Client Alerts
July 30, 2020

SAFE TO WORK Act Would Provide Liability Protections for Coronavirus-Related Claims

Stites & Harbison Client Alert, July 30, 2020

On July 27, 2020, Senator John Cornyn, for himself and Senate Majority Leader Mitch McConnell, introduced the SAFE TO WORK Act (the “Act”) as part of the Senate’s new $1 trillion stimulus proposal. This bill would provide significant liability protection for claims related to the coronavirus brought against businesses, educational institutions, health care providers, non-profits and government agencies. Note that Majority Leader McConnell said recently that any new coronavirus relief legislation will not pass the Senate unless it includes liability protections. Highlights of the Act include the following:

Coronavirus Exposure Claims

  • The Act would create an exclusive federal cause of action for coronavirus exposure claims (claims alleging personal injury from exposure to COVID-19 caused by the defendant). Other federal and state laws related to recovery for personal injuries caused by exposure to coronavirus that create liability broader in scope than the Act would be preempted. The Act would not preempt any workers’ compensation schemes, government enforcement actions or intentional discrimination claims.
  • Plaintiffs would be required to prove, by “clear and convincing” evidence, that (1) the defendant was not making reasonable efforts to comply with applicable governmental standards and guidance, (2) the defendant engaged in gross negligence or willful misconduct, and (3) the actual exposure to coronavirus caused the personal injury of the plaintiff. The “clear and convincing” standard of proof is higher than the “preponderance of the evidence” standard that is common in many civil actions.
  • Coronavirus exposure actions would be subject to a one year statute of limitations.

Coronavirus-Related Medical Liability Claims

  • The Act would also create an exclusive federal cause of action for coronavirus-related medical liability actions, which are defined generally as claims for personal injury brought against a health care provider for health care services related to the coronavirus. Other federal and state laws that impose liability on broader grounds would be preempted, with certain exceptions. Government enforcement actions, intentional discrimination claims, the protections afforded by the Public Readiness and Emergency Preparedness Act for coronavirus-related health care services and existing federal laws covering vaccine-related injuries would not be preempted.
  • A plaintiff bringing an action against a health care provider would be required to prove by “clear and convincing” evidence that (1) the health care provider engaged in gross negligence or willful misconduct, and (2) the alleged harm resulting in personal injury was directly caused by such alleged gross negligence or willful misconduct.
  • Coronavirus-related medical liability actions would be subject to a one year statute of limitations unless tolled in certain circumstances.

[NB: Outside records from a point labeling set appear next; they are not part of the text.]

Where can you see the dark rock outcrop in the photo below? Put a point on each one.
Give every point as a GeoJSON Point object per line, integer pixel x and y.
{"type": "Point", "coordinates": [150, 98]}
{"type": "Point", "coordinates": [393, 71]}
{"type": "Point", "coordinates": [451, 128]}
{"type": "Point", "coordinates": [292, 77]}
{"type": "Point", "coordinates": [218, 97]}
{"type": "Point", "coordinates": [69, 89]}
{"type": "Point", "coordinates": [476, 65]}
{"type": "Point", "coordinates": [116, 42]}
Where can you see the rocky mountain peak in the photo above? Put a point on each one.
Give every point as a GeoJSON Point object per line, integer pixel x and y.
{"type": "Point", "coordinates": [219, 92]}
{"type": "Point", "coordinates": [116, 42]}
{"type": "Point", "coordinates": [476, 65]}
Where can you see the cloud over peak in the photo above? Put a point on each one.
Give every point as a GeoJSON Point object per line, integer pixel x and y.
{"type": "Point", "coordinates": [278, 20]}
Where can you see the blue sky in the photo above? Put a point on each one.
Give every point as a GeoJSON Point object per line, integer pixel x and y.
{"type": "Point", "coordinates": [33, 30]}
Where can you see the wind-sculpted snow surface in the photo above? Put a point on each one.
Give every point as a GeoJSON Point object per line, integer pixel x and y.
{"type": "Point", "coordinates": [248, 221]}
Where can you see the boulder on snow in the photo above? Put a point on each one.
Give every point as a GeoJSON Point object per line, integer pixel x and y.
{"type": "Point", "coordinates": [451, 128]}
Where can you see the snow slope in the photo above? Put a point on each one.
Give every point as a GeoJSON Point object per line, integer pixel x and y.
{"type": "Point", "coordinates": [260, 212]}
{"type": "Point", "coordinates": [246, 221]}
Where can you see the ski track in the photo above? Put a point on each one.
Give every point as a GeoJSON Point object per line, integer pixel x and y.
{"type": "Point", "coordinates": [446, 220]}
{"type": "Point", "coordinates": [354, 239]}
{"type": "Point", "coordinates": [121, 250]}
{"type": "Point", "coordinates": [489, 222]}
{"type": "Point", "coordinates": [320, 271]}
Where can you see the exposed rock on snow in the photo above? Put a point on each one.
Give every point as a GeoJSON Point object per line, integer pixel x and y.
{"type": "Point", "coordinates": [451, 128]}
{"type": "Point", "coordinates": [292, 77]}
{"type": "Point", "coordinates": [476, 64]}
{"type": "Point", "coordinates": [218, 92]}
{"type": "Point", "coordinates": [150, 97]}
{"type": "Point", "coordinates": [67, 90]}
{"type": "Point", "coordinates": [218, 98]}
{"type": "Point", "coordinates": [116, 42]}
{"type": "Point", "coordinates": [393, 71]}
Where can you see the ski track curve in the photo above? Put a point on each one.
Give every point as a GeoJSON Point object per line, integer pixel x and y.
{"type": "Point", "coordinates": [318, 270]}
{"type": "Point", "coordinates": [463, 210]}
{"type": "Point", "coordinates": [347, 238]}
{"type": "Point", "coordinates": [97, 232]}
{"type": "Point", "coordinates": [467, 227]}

Coronavirus-Related Actions Generally

  • If a final judgment is rendered in a coronavirus-related action (i.e., a coronavirus exposure claim or a coronavirus-related medical liability claim), a defendant would be liable only for the portion of the judgment that corresponds to such party’s proportionate responsibility unless there was specific intent to injure or the defendant knowingly committed fraud.
  • In any coronavirus-related action, (1) compensatory damages would be limited to economic loss (unless the injury was caused by willful misconduct), (2) punitive damages would be awarded only if the injury was caused by willful misconduct, and (3) any such punitive damages would be limited to the amount of any compensatory damages awarded.
  • The Act includes specific pleading, filing, procedural and related requirements that are particular to the foregoing claims, including class actions.

Cause of Action for Demand Letters

  • The Act would create a cause of action in favor of defendants who receive demand letters for coronavirus-related claims if those claims are meritless.

Labor and Employment

  • Employers would be protected from liability under certain federal employment and other laws for actions taken by the employer to comply with applicable government standards and guidance regarding the coronavirus.
  • Employers would not be liable for injuries resulting from coronavirus testing except to the extent caused by gross negligence or willful misconduct.


As Washington considers next steps to help the country and the economy battle the coronavirus pandemic, the targeted liability protections set forth in the Act will likely be the subject of intense debate. We will continue to monitor developments.